ElasticSearch: advanced features

Blog

Stay updated

Let’s see how to use ElasticSearch advanced features for our application

Wednesday, April 01, 2020

In my last article, we talked about the use of ElasticSearch as a simple full-text search engine, how to install and configure it in a quick way and how to integrate it in our .NET Web application.

Today, we are going to show you, still in the context of an e-commerce website, how we used many features of ElasticSearch in order to improve our searches.

We have used a flat Product class without nested classes to manage the search easily but this approach has a lot of limitations. Then we introduced a new data model so that any object is an entity to model. A document can contain an indefinite number of related fields and values (arrays, simple and complex types), and it’s saved as a JSON document.

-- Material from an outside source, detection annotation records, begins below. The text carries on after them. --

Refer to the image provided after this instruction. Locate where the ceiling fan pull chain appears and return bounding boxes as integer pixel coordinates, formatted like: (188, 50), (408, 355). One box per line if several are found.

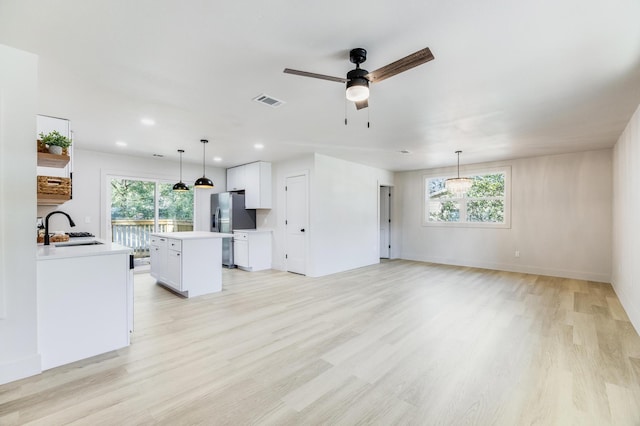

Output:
(344, 98), (347, 126)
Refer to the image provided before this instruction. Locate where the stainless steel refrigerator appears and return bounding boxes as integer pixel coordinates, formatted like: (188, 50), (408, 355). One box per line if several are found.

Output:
(211, 192), (256, 268)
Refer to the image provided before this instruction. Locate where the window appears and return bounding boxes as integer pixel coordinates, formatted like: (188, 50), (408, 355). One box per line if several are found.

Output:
(107, 176), (194, 259)
(423, 168), (511, 228)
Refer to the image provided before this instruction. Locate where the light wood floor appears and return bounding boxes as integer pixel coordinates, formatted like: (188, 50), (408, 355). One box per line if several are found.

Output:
(0, 261), (640, 426)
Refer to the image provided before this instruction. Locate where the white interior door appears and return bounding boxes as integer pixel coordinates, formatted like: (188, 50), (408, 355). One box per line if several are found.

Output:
(285, 175), (309, 275)
(380, 186), (391, 259)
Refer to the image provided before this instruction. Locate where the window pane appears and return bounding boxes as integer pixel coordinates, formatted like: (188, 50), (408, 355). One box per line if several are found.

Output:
(427, 178), (453, 199)
(158, 183), (194, 232)
(429, 200), (460, 222)
(111, 178), (156, 259)
(467, 173), (504, 198)
(467, 200), (504, 223)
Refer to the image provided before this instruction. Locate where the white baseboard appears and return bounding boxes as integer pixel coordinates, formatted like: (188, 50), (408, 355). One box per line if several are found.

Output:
(401, 254), (611, 283)
(611, 283), (640, 334)
(0, 354), (42, 385)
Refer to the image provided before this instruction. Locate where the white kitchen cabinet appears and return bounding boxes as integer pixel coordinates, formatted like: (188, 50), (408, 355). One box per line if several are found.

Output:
(151, 232), (232, 297)
(166, 249), (182, 291)
(233, 229), (271, 271)
(37, 243), (133, 370)
(227, 161), (271, 209)
(149, 235), (167, 281)
(227, 166), (246, 191)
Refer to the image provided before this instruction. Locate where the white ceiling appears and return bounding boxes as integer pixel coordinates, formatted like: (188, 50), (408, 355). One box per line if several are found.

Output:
(0, 0), (640, 170)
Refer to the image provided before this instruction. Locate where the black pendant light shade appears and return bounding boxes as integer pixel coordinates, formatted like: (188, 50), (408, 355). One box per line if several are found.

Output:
(173, 149), (189, 191)
(193, 139), (213, 188)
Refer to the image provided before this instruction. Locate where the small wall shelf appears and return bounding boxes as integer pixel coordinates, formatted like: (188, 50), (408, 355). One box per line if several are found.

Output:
(38, 194), (71, 206)
(38, 152), (70, 169)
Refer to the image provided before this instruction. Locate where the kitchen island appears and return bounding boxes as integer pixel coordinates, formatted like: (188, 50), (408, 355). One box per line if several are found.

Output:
(150, 231), (233, 297)
(37, 239), (133, 370)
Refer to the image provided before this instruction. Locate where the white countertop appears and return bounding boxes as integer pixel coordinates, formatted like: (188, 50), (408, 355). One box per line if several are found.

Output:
(151, 231), (233, 240)
(36, 238), (133, 260)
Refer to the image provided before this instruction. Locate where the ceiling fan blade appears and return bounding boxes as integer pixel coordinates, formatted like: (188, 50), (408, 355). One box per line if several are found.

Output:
(354, 99), (369, 110)
(366, 47), (433, 83)
(284, 68), (347, 83)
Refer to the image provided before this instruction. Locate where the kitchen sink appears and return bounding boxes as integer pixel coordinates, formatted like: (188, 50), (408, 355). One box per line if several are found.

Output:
(53, 240), (104, 247)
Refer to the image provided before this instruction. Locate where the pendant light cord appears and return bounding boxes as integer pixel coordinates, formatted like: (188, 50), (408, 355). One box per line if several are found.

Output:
(200, 141), (206, 177)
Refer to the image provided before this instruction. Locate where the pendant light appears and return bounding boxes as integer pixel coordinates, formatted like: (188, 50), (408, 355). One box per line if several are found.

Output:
(173, 149), (189, 191)
(444, 151), (473, 197)
(193, 139), (213, 188)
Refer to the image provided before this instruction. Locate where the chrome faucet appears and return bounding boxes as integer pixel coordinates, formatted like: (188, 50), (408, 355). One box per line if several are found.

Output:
(44, 210), (76, 246)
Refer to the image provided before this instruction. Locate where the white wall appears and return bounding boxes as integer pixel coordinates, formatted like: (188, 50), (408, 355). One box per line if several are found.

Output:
(266, 155), (314, 271)
(257, 154), (393, 277)
(34, 149), (227, 238)
(0, 45), (41, 384)
(308, 154), (393, 276)
(611, 107), (640, 332)
(396, 150), (612, 282)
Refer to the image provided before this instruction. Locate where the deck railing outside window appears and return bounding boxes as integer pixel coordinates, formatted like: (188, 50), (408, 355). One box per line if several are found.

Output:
(111, 219), (193, 258)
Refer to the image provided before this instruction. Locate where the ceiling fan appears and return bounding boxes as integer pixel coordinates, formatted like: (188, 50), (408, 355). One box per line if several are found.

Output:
(284, 47), (433, 109)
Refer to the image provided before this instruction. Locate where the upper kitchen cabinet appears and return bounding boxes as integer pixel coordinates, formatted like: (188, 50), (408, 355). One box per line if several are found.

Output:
(37, 115), (73, 205)
(227, 161), (271, 209)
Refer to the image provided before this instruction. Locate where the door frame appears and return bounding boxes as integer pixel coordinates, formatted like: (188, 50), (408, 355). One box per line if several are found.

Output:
(282, 170), (312, 275)
(377, 182), (394, 259)
(378, 185), (393, 259)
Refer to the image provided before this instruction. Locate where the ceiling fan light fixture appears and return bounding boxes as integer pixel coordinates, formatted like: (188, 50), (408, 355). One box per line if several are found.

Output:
(347, 78), (369, 102)
(444, 151), (473, 197)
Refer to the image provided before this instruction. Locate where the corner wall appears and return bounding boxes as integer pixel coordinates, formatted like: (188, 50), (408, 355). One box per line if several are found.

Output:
(611, 107), (640, 332)
(258, 154), (394, 277)
(0, 45), (41, 384)
(308, 154), (393, 277)
(396, 149), (612, 282)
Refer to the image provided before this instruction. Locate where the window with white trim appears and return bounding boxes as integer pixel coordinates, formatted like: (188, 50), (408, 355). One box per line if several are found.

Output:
(423, 167), (511, 228)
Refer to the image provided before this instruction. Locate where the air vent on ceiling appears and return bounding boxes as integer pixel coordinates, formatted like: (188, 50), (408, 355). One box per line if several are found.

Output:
(253, 93), (284, 108)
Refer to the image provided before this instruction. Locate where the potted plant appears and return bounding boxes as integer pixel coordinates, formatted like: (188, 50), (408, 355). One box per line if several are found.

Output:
(40, 130), (71, 155)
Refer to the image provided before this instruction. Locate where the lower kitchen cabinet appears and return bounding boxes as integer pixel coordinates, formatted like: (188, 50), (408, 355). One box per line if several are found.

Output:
(233, 229), (271, 271)
(37, 243), (133, 370)
(150, 232), (231, 297)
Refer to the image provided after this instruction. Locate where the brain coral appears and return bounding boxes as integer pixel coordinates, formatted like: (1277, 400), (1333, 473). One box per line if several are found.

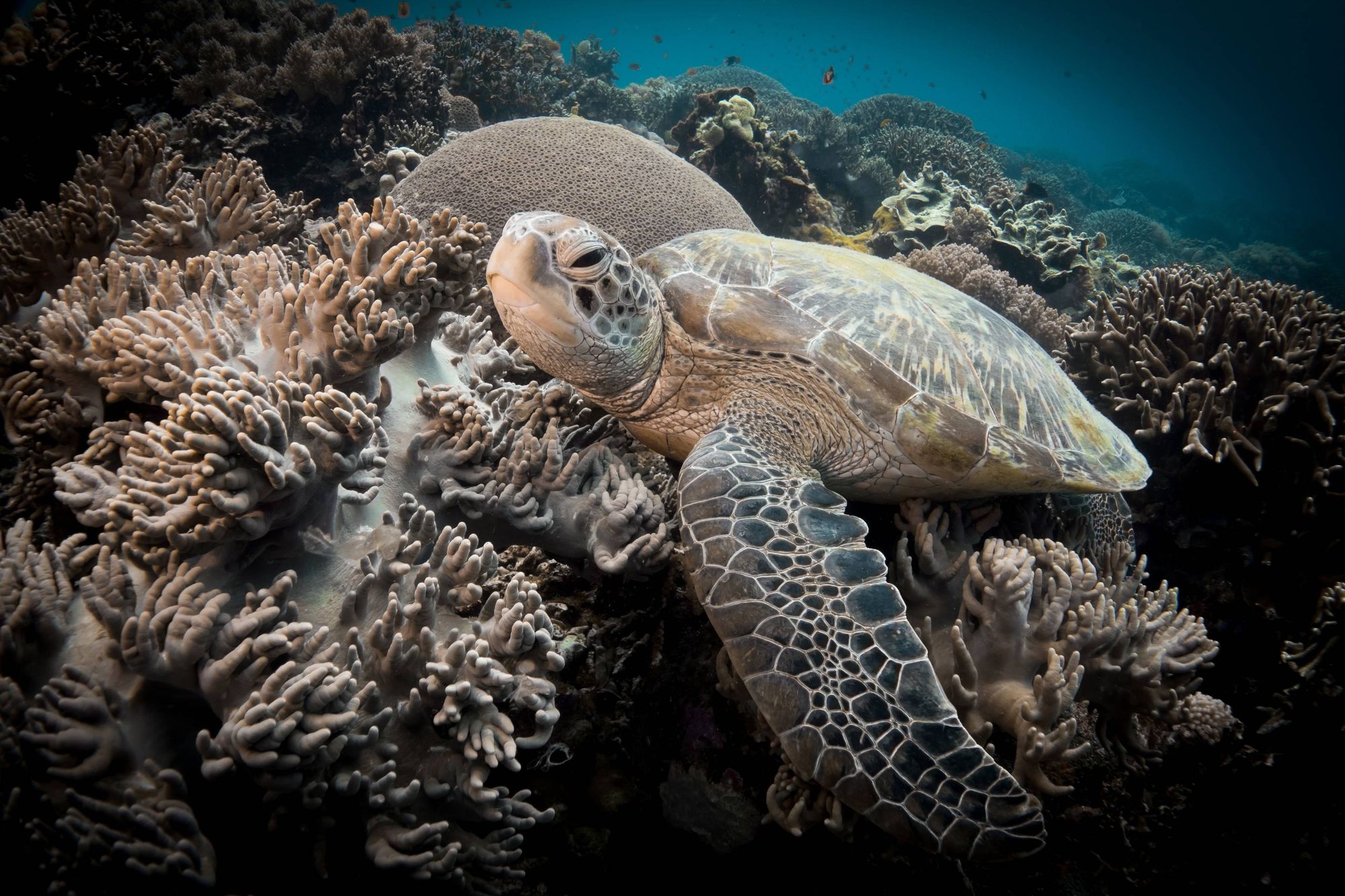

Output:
(393, 118), (756, 254)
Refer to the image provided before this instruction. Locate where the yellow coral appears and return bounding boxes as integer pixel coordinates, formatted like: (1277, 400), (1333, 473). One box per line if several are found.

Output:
(790, 223), (873, 255)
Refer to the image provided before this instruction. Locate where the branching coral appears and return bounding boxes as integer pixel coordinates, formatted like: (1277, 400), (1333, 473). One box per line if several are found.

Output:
(842, 93), (986, 144)
(0, 0), (172, 207)
(56, 367), (387, 567)
(1069, 266), (1345, 497)
(117, 153), (317, 262)
(570, 36), (621, 83)
(257, 199), (491, 383)
(408, 307), (672, 573)
(1081, 208), (1173, 268)
(670, 87), (837, 235)
(426, 16), (573, 121)
(896, 501), (1217, 794)
(865, 124), (1003, 194)
(0, 520), (97, 674)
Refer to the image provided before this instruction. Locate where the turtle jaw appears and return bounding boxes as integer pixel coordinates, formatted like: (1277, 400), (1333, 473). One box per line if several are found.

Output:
(486, 272), (584, 348)
(486, 220), (584, 354)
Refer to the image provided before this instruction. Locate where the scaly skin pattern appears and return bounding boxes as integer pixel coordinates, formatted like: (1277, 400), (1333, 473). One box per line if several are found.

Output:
(681, 395), (1045, 861)
(487, 212), (1147, 861)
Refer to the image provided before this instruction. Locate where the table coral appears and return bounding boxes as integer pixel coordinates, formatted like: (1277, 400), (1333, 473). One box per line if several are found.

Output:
(670, 87), (837, 234)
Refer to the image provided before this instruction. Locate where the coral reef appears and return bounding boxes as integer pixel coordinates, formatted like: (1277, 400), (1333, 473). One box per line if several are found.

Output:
(859, 165), (975, 258)
(894, 501), (1217, 794)
(668, 87), (837, 235)
(865, 124), (1003, 194)
(0, 0), (1345, 893)
(841, 93), (986, 145)
(391, 118), (756, 254)
(1080, 208), (1173, 268)
(1067, 265), (1345, 619)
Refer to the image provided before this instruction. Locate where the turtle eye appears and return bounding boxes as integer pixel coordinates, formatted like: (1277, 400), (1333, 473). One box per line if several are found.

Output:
(560, 242), (612, 280)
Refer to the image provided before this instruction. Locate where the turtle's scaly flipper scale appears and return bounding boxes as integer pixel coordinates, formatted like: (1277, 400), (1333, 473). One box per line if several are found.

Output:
(681, 413), (1045, 861)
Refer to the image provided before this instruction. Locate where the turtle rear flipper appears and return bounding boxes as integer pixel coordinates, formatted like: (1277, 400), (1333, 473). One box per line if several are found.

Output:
(679, 406), (1045, 861)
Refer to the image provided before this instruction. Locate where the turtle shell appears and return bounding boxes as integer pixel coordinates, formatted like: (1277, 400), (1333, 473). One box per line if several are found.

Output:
(640, 230), (1149, 494)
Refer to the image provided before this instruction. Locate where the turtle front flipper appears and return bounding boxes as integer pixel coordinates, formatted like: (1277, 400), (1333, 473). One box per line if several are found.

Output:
(679, 413), (1045, 861)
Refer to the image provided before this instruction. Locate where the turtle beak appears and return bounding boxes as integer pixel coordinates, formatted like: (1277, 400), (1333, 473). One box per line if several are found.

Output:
(486, 212), (584, 348)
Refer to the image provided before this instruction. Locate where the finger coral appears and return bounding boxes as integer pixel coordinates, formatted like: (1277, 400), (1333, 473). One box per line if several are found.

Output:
(905, 243), (1069, 351)
(408, 307), (672, 573)
(668, 87), (837, 234)
(896, 501), (1219, 794)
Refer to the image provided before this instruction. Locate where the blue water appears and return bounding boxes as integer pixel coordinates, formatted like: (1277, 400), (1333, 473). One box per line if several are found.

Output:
(363, 0), (1345, 265)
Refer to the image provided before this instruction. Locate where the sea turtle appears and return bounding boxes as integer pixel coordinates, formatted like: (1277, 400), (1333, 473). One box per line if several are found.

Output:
(486, 211), (1149, 860)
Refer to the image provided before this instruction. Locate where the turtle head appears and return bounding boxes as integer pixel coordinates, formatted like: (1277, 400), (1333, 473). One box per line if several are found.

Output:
(486, 211), (663, 402)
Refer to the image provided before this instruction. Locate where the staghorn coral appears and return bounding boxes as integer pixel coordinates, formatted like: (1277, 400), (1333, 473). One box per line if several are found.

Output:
(894, 501), (1217, 794)
(0, 520), (97, 676)
(391, 118), (756, 254)
(863, 124), (1003, 194)
(905, 243), (1069, 351)
(1069, 265), (1345, 514)
(1080, 208), (1173, 268)
(670, 87), (837, 235)
(408, 307), (672, 575)
(56, 367), (387, 568)
(841, 93), (986, 144)
(117, 153), (317, 263)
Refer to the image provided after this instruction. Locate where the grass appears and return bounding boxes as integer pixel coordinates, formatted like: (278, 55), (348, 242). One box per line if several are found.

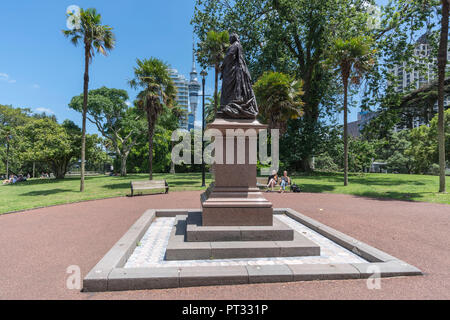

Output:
(0, 173), (450, 214)
(293, 173), (450, 204)
(0, 173), (211, 214)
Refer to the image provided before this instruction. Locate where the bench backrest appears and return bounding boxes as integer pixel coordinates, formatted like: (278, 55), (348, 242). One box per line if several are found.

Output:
(131, 180), (166, 189)
(256, 177), (267, 184)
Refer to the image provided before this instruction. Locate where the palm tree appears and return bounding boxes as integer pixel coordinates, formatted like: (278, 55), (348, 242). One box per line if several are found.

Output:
(330, 37), (374, 186)
(62, 8), (116, 192)
(129, 58), (176, 180)
(438, 0), (449, 193)
(205, 93), (220, 124)
(197, 30), (230, 115)
(253, 72), (304, 133)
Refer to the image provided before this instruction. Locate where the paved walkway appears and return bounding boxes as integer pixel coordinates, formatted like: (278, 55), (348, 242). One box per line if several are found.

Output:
(0, 191), (450, 299)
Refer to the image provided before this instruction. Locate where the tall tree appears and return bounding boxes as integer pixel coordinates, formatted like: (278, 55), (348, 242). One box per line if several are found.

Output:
(253, 72), (304, 133)
(129, 57), (176, 180)
(330, 37), (374, 186)
(197, 30), (230, 115)
(192, 0), (373, 171)
(438, 0), (450, 192)
(62, 8), (116, 192)
(69, 87), (145, 176)
(18, 118), (81, 179)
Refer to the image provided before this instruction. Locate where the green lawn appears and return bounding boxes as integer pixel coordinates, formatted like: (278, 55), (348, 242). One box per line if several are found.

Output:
(0, 173), (450, 214)
(0, 173), (211, 214)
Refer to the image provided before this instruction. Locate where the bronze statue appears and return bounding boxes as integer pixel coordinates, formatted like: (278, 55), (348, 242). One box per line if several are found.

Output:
(217, 33), (258, 119)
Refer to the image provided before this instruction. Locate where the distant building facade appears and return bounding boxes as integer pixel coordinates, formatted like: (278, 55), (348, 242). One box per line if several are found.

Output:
(169, 69), (189, 129)
(188, 46), (200, 130)
(347, 111), (377, 138)
(169, 42), (200, 131)
(391, 34), (450, 131)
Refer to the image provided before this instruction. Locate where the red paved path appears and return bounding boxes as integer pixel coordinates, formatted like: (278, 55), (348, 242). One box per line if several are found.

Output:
(0, 192), (450, 299)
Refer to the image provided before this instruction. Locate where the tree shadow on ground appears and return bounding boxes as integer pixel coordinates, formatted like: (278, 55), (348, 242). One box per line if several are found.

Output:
(294, 174), (426, 186)
(294, 181), (336, 193)
(353, 191), (434, 202)
(21, 188), (73, 197)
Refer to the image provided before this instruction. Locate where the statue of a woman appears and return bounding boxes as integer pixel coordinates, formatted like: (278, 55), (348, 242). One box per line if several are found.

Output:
(217, 33), (258, 119)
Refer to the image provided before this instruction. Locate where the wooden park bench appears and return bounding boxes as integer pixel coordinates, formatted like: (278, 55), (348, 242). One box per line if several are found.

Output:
(256, 177), (292, 191)
(256, 177), (268, 189)
(131, 180), (169, 197)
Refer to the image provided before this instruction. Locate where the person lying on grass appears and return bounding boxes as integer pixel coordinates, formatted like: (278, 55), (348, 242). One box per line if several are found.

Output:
(278, 171), (291, 193)
(266, 170), (278, 192)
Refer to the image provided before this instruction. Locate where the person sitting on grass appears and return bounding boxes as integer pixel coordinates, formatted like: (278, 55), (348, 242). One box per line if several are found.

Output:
(266, 170), (278, 192)
(278, 171), (291, 193)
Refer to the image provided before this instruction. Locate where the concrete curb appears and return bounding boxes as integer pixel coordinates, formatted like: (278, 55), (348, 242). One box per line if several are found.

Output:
(83, 208), (422, 292)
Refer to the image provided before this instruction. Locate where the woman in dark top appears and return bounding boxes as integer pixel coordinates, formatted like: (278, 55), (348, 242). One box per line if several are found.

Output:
(267, 170), (278, 192)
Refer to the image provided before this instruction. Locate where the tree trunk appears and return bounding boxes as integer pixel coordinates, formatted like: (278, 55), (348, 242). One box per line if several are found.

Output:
(80, 44), (90, 192)
(170, 141), (175, 174)
(342, 70), (348, 186)
(215, 64), (220, 117)
(147, 110), (156, 180)
(6, 142), (9, 179)
(120, 154), (128, 177)
(438, 0), (449, 193)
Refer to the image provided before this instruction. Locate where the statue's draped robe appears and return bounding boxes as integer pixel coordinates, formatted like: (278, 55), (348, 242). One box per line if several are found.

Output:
(218, 41), (258, 119)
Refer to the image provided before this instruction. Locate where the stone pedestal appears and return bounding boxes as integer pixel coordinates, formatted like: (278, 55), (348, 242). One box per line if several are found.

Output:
(201, 119), (273, 226)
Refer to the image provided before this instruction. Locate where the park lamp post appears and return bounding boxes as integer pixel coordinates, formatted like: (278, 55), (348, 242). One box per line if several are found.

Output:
(200, 70), (208, 187)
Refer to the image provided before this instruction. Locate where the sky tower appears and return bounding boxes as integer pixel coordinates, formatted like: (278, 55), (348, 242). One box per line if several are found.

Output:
(189, 42), (200, 129)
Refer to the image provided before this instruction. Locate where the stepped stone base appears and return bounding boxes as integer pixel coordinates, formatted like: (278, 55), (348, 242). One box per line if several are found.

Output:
(165, 216), (320, 260)
(186, 212), (294, 242)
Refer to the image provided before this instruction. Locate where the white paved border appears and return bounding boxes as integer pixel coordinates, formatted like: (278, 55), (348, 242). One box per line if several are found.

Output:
(124, 214), (368, 268)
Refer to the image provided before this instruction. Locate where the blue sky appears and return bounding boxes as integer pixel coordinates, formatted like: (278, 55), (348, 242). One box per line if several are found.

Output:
(0, 0), (209, 132)
(0, 0), (392, 133)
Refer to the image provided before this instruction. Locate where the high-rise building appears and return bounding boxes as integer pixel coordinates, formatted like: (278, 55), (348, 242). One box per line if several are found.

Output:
(391, 34), (450, 131)
(189, 44), (200, 130)
(169, 69), (189, 129)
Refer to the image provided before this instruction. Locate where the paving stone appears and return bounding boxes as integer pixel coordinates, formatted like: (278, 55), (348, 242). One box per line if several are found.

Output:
(108, 268), (180, 291)
(82, 268), (113, 292)
(246, 264), (294, 283)
(288, 264), (360, 281)
(352, 260), (422, 278)
(180, 266), (249, 287)
(211, 241), (280, 259)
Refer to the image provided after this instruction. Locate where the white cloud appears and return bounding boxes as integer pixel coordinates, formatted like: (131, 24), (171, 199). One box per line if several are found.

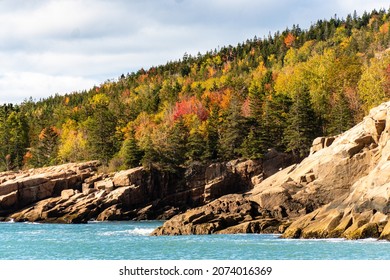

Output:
(0, 0), (388, 103)
(0, 72), (97, 104)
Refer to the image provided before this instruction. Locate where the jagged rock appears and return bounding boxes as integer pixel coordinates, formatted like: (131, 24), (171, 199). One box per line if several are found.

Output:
(0, 161), (100, 213)
(112, 167), (145, 187)
(0, 150), (287, 224)
(152, 194), (270, 235)
(154, 102), (390, 239)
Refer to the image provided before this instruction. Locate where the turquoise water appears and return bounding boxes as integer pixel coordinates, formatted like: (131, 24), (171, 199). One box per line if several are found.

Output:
(0, 222), (390, 260)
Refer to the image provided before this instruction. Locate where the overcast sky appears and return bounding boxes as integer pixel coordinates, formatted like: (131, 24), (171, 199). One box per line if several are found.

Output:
(0, 0), (389, 103)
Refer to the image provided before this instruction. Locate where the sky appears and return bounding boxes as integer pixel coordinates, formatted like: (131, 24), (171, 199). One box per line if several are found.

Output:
(0, 0), (390, 104)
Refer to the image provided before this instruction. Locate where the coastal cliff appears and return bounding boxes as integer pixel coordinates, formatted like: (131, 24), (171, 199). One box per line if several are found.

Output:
(0, 151), (291, 223)
(153, 102), (390, 239)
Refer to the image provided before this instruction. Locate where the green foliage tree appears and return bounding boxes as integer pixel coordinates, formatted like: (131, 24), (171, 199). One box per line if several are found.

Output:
(219, 98), (248, 160)
(283, 86), (318, 159)
(86, 96), (119, 165)
(119, 131), (144, 168)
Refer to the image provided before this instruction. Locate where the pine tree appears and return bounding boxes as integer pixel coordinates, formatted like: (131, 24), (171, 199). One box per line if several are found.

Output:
(219, 98), (248, 160)
(86, 99), (118, 165)
(185, 130), (207, 161)
(120, 131), (144, 168)
(283, 87), (318, 159)
(329, 92), (353, 135)
(239, 127), (265, 159)
(202, 106), (219, 160)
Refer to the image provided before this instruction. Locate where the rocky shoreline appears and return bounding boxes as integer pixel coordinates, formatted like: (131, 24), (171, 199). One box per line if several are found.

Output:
(153, 103), (390, 240)
(0, 102), (390, 240)
(0, 151), (291, 223)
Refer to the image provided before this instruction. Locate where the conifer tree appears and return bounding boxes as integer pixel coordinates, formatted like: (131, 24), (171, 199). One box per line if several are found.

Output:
(219, 97), (248, 160)
(329, 92), (353, 135)
(120, 131), (144, 168)
(283, 86), (318, 159)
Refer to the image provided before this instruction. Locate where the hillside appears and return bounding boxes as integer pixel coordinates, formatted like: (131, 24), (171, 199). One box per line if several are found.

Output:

Our model Product class has become:

public class Product
{
    public int Id { get; set; }
    public string Ean { get; set; }
    public string Name { get; set; }
    public string Description { get; set; }
    public Brand Brand { get; set; }
    public Category Category { get; set; }
    public Store Store { get; set; }
    public decimal Price { get; set; }
    public string Currency { get; set; }
    public int Quantity { get; set; }
    public float Rating { get; set; }
    public DateTime ReleaseDate { get; set; }
    public string Image { get; set; }
    public List<Review> Reviews { get; set; }
}

where Brand, Category, Store e Review and User classes are respectively:

public class Brand
{
    public int Id { get; set; }
    public string Name { get; set; }
    public string Description { get; set; }
}
 
public class Category
{
    public int Id { get; set; }
    public string Name { get; set; }
    public string Description { get; set; }
}
 
public class Store
{
    public int Id { get; set; }
    public string Name { get; set; }
    public string Description { get; set; }
}
 
public class Review
{
    public int Id { get; set; }
    public short Rating { get; set; }
    public string Description { get; set; }
    public User User { get; set; }
}
 
public class User
{
    public int Id { get; set; }
    public string FirstName { get; set; }
    public string LastName { get; set; }
    public string IPAddress { get; set; }
    public GeoIp GeoIp { get; set; }
}

GeoIp is a class from NEST library used for geographic data.

The index for products has been named simply products. We created and configured it in this way:

client.Indices.Create(“products”, index => index
    .Map<Product>(x => x.AutoMap())
    .Map<Brand>(x => x.AutoMap())
    .Map<Category>(x => x.AutoMap())
    .Map<Store>(x => x.AutoMap())
    .Map<Review>(x => x.AutoMap())
    .Map<User>(x =>
        x.AutoMap()
        .Properties(props => props
            .Keyword(t => t.Name("fullname"))
            .Ip(t => t.Name(dv => dv.IPAddress))
            .Object<GeoIp>(t => t.Name(dv => dv.GeoIp))
        )
    )
)

We create, specifically for the ElasticSearch index, a new property named fullname for User class named fullname, and we defined which are the geographic info that will be processed.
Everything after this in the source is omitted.